$82,000 Federal Grant Will Enable The Orange County Deaf Advocacy Center To Re-Invent C.A.R.T.
Last week I picked up a grant that will enable the Orange County Deaf Advocacy Center to re-invent Communication Access Real-time Translation (CART) to make it more accessible to public schools.
Communication Access Realtime Translation (CART) is the instant translation of the spoken word into English text using a stenotype machine, notebook computer and realtime software. The text appears on a computer monitor or other display. This technology is primarily used by people who are late-deafened, oral deaf, hard-of-hearing, or have cochlear implants.
The Americans with Disabilities Act specifically recognized CART as an assistive technology which affords "effective communication access."
The realistic need of CART these days is that more students are requesting it because the bulk of the newer deaf generation are being schooled without the use of manual communications. These types of deaf students will not be needing sign language interpreters. This has increased the demand of CART services and that increased the costs of these services as well.

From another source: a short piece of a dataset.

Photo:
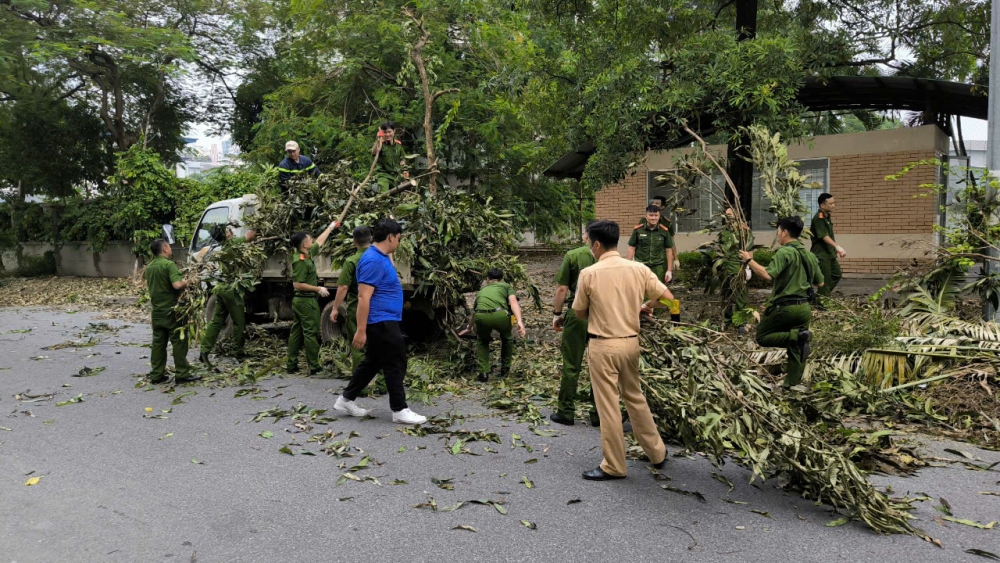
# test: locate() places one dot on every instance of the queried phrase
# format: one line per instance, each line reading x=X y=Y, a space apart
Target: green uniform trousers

Many schools do not have access to CART because of the high cost and the results are news like Samantha Solorzano, a deaf sophomore at Glendora High School, in the Los Angeles Area, won a lawsuit against her school requiring it to provide her with a real-time transcription of her classes.
However Glendora High School appealed the ruling complaining the $35,000 a year CART service would be an extreme solution.
"Extreme" because nobody has ever attempted to re-invent CART to make it cheaper and more accessible to public schools. We got the grant and Orange County Deaf Advocacy Center will get the chance to re-invent CART and our goal is to have very low cost CART programs implimented in at least 5 mainstreaming schools by the end of 2008. We will be creating a model of a new CART program that can easily be replicated in schools throughout the United States.